The lives of Israeli soldiers would be more easily protected if they were to be deployed outside the electronic fence which rings Gaza. One can imagine that there would be no argument from the Israeli military if they are ordered out for their own protection.

But the recent call by an influential rabbi for Orthodox Jewish soldiers to refuse orders to evacuate the settlements has gained traction among other low-ranking rabbis.

"The worst thing is to give in to threats of violence and to talk about disobeying orders,” Sharon said. “These are very grave things. I believe these things will be prevented because these are real dangers."

In a further incentive to depart, Sharon has ordered an increase in the amount of compensation payments given to settlers who are uprooted in order to evacuate the territories and comply with his disengagement policy.

Most sensitive domestic issue
Sharon has calculated that the Israeli left and international opinion, particularly in Europe, will be overwhelmingly favorable toward his plan to withdraw from Gaza.

But he has to overcome domestic opposition inside his own right-wing factions first.

There is no issue more contentious in Israeli politics than the settlers. Many Israelis see them as a vanguard of Jewish patriots anxious to secure the country's borders against hostile Arabs on all sides, while others call them obstacles to peace because they refuse to give up the Palestinian land they occupied by force.

The settlers feel personally betrayed by Sharon. Many voted for him to become prime minister because they believed he would never abandon them. Sharon helped plan and finance many of the settlements in the Occupied Territories during his long career as a soldier and politician.

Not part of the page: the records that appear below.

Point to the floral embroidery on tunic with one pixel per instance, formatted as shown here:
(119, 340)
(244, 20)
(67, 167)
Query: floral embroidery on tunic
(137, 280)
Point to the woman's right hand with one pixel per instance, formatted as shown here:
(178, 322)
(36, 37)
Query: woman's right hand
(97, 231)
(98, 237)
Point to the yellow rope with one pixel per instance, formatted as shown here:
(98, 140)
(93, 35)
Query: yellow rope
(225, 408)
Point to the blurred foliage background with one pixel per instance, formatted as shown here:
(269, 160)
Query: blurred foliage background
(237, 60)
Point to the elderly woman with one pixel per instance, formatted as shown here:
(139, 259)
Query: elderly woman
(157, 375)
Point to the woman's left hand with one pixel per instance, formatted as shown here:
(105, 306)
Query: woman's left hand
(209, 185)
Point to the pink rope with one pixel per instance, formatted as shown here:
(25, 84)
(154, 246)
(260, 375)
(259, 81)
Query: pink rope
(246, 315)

So for Sharon to tell settlers the occupation was now a mistake and that it's no longer worth the risk and the cost of protecting them is a painful duty for him, and perhaps the beginning of one of his biggest political battles. 

Backing of the country
Rebels in Sharon's ruling Likud party are against any withdrawal from Gaza unless there is a referendum first. 

Some of the more right-wing parties say a pullback from any part of the Occupied Territories would be heralded by Palestinians as a victory, and that it would also send signals that terrorism can be successful, and that it can be rewarded with real gains on the ground.

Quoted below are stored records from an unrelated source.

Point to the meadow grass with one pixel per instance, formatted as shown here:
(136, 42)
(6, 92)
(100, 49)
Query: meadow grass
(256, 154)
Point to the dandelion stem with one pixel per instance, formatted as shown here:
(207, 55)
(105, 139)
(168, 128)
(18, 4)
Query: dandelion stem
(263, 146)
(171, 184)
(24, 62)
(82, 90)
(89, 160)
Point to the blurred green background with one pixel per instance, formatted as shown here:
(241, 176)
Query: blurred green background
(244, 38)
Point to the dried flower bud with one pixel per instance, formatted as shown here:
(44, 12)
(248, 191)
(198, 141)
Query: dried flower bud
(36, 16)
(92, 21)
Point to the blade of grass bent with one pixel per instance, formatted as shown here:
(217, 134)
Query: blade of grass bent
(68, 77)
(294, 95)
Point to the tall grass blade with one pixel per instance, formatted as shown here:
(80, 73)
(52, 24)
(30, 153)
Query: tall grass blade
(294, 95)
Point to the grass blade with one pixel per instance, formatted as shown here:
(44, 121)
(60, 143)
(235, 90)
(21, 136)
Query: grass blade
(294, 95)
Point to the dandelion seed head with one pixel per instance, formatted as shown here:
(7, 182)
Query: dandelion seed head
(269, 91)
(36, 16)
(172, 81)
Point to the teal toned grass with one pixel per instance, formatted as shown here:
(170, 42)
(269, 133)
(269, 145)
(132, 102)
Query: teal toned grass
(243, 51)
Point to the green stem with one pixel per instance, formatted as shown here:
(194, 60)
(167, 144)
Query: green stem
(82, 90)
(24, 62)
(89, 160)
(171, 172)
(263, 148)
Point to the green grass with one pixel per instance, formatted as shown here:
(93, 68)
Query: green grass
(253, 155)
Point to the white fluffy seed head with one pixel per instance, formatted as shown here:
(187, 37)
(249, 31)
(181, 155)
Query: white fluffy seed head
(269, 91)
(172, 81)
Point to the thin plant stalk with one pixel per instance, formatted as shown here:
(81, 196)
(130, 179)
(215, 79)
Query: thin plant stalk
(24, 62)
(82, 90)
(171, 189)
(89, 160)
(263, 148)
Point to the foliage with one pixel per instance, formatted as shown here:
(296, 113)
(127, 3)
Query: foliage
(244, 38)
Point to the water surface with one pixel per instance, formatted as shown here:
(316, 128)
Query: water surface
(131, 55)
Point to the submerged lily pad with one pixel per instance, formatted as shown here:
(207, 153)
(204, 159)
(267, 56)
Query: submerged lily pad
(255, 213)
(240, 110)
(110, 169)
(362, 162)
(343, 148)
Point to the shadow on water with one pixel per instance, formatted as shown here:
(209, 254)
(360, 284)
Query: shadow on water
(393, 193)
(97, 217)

As of now, Sharon plans to begin moving settlers out of Gaza within the next six months. He rejects the idea of a referendum, saying it would set a dangerous precedent by creating a public demand for additional referenda on other issues in the future.

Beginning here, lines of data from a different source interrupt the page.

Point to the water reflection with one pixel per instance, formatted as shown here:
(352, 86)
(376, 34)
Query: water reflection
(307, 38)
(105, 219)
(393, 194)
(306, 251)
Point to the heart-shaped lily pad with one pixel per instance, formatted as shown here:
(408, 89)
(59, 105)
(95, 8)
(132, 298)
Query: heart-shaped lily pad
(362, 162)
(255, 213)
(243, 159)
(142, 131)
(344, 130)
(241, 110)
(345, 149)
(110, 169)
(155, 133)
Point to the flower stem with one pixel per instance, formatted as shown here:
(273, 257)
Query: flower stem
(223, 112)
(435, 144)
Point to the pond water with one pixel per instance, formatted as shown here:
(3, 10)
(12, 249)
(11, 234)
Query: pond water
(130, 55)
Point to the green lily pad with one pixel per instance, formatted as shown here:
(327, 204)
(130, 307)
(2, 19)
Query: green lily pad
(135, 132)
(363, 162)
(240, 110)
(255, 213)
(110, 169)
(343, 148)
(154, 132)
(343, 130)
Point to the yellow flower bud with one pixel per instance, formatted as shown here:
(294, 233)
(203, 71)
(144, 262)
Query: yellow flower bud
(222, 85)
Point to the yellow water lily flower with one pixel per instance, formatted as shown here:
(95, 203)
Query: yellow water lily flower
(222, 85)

One of Israel’s major television networks, Channel 10, found 65 percent of Israelis would vote in favor of Sharon's Gaza withdrawal plan if it went to a referendum, while 35 percent would oppose it.

Other public opinion polls find support for Sharon is still strong despite a setback last week when his speech opening a new session of the country's parliament was rejected by a vote of 53 to 44.

By meeting face-to-face with the settlers this weekend Sharon signaled his willingness to confront his opponents with a clear statement of intent — that he will go ahead with his plan whatever their objections, and that he is confident he can win this battle because he believes it's for the long-term good of the country.

Tom Aspell is an NBC News correspondent based in Tel Aviv. The Associated Press contributed to this article.